A cet égard, une étude récente de la Banque Mondiale, sur les sources de croissance liées à l’économie numérique, révèle la capacité du Sénégal de créer plus de 300 000 emplois décents chaque année, 427 000 en 2030 et jusqu’à 500 000 d’ici 2050, à la condition d’adopter des réformes radicales axées sur les incitations pour relancer l’économie après la crise COVID-19, notamment en remplaçant « structures et incitations existantes par une approche axée sur l’esprit d’entrepreneuriat et de la productivité. »
La crise COVID19, dans une douleur déjà indescriptible pour les entreprises, avait contraint plus d’un quart des entreprises à adopter des technologies numériques pour s’adapter et survivre. Les entreprises optent ainsi, à marche forcée, vers cette indispensable conversion vers un secteur productif plus moderne et compétitif. Le déclencheur s’est révélée être la nécessité de s’adapter pour survivre. Les subventions de contrepartie mise en œuvre par les pouvoirs publics pour accéder à cette modernisation ont alors démontré toute leur pertinence.
Aujourd’hui la réponse structurelle à la « vie chère » se situe à trois niveaux : énergétique, transport/ stockage/ logistique et productif. Je n’évoquerai que le dernier niveau qui a trait à l’envolée des prix des céréales et des oléagineux et tient principalement au niveau trop élevé de nos importations. La consommation moyenne par tête en céréales de base (riz, mail, maïs, sorgho) est de 119,3 kg par an. La consommation de riz prédomine avec une part de 59% en zones rurales et 77% en milieux urbains alors que le mil et les maïs occupent respectivement 28% et 11% en zones rurales contre respectivement 19% et 5% en milieux urbains.

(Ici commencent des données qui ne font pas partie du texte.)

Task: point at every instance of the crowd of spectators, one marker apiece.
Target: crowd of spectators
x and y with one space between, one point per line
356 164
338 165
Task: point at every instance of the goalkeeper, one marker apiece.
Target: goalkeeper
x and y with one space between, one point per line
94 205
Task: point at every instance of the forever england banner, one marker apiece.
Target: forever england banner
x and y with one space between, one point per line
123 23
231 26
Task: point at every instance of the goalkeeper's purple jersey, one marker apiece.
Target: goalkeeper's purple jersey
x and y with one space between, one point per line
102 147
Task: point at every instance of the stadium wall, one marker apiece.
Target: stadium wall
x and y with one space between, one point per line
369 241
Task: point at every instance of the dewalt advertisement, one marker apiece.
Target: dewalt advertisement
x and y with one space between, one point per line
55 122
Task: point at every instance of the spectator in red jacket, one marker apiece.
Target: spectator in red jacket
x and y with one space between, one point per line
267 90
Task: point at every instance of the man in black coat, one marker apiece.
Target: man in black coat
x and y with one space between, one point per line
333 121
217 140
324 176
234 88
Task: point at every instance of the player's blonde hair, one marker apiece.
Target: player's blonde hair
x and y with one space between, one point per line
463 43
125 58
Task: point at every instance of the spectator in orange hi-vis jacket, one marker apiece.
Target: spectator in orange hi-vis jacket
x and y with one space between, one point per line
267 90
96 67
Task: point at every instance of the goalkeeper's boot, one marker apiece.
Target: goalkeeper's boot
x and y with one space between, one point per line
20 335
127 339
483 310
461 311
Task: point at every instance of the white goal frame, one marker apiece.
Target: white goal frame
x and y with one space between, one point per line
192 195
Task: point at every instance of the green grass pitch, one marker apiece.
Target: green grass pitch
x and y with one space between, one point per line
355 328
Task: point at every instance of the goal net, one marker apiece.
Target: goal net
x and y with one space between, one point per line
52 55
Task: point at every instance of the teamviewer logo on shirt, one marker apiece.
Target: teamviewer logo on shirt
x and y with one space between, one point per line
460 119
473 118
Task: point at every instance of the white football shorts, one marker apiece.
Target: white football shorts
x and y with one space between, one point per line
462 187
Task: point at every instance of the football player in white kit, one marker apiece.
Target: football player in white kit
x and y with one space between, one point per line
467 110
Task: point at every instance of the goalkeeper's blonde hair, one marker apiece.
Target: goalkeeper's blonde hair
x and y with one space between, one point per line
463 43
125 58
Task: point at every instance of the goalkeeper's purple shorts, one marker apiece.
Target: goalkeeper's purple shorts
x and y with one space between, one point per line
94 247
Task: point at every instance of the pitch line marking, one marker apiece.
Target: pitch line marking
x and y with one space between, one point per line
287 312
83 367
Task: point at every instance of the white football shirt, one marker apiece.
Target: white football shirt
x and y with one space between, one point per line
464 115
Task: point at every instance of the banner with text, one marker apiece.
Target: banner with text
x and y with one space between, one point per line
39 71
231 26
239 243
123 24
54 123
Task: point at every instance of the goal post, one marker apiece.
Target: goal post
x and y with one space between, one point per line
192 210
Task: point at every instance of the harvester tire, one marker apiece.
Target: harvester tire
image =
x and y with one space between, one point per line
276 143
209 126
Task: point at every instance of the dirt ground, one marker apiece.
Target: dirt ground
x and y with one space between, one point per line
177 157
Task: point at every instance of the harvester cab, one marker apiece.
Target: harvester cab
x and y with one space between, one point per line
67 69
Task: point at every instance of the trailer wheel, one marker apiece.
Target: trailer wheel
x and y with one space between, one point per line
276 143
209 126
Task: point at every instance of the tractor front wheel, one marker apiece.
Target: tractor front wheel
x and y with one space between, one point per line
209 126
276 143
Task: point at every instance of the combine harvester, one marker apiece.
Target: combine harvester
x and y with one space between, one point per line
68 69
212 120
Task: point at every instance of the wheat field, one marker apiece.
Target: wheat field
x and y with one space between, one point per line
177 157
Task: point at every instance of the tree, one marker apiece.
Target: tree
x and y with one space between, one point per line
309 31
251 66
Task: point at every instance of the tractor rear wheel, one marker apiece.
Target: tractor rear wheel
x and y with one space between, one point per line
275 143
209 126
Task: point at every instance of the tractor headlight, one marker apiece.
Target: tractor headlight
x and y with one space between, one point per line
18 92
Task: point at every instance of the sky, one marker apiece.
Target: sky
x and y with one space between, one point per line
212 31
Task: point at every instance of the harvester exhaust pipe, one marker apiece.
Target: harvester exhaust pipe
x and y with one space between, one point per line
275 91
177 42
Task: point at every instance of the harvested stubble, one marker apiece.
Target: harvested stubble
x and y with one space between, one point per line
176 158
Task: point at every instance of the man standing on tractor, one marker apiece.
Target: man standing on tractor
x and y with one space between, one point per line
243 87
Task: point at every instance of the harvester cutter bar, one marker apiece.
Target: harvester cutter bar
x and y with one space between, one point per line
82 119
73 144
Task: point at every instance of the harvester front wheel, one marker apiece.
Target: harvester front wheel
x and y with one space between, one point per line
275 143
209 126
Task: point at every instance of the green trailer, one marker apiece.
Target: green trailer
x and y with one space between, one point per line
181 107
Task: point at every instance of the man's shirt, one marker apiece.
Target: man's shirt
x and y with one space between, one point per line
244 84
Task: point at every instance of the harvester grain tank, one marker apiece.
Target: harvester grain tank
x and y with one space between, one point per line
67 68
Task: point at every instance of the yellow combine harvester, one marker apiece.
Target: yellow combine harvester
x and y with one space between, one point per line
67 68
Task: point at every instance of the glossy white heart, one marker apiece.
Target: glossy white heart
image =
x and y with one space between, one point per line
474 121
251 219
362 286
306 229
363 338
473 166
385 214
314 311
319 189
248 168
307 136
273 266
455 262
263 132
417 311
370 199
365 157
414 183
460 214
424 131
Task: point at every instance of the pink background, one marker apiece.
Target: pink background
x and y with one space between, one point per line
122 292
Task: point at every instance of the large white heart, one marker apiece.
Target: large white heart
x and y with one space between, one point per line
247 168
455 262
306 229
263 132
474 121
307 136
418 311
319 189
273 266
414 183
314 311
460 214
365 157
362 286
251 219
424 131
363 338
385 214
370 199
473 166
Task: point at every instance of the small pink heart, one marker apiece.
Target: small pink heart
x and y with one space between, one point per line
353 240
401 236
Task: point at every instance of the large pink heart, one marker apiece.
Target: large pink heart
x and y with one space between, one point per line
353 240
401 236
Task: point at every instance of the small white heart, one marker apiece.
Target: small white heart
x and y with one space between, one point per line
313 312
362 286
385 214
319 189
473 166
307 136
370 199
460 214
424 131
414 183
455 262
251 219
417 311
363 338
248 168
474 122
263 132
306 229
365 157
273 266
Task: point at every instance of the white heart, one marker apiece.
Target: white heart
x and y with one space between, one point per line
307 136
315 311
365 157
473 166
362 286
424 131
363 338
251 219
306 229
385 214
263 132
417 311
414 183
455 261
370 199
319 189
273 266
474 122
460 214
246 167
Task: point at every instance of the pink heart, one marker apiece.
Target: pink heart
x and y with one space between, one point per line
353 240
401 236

La réforme radicale à ce niveau est connue de tous, « consommer ce que nous produisons, mais surtout produire ce que nous consommons ». Car, comme le disait Joseph Ki Zerbo « celui qui dort sur la natte d’autrui, dort par terre ». L’heure de dormir sur notre propre natte est venue, cela ne se fera pas sans douleur comme pour les premiers pas de modernisation de notre secteur productif. La vie chère nous impose littéralement ce changement radical, elle doit permettre à nos acteurs de la chaine de valeur céréales locales de produire et transformer dans un premier temps les 20 à 30% de céréales locales a incorporé à la farine de blé importé pour la production du pain. Les incitations complémentaires aux acteurs doivent faire passer à l’échelle les expériences ici et là qui démontre que c’est possible, souhaité, souhaitable et indispensable.
Au total, il y a tout lieu de se féliciter, en le constatant, que le Gouvernement du Sénégal (mais aussi d’autres gouvernements francophones subsahariens) poursuit le passage à l’échelle de notre économie. Le budget projeté de l’Etat pour 2023 l’illustre bien : il est à 6400 milliards de FCFA. Nous entrons d’ailleurs en cette année 2023 à venir, dans l’ère de la production concrète des premiers barils de pétrole et du gaz sénégalais. La vie chère ? Oui, ce n’est pas faux, mais on n’est jamais à l’abri d’une bonne surprise. Travaillons à faire advenir cette belle surprise, d’une vie chère jugulée et rapidement terrassée, dans le concours entre acteurs publics et secteur privé.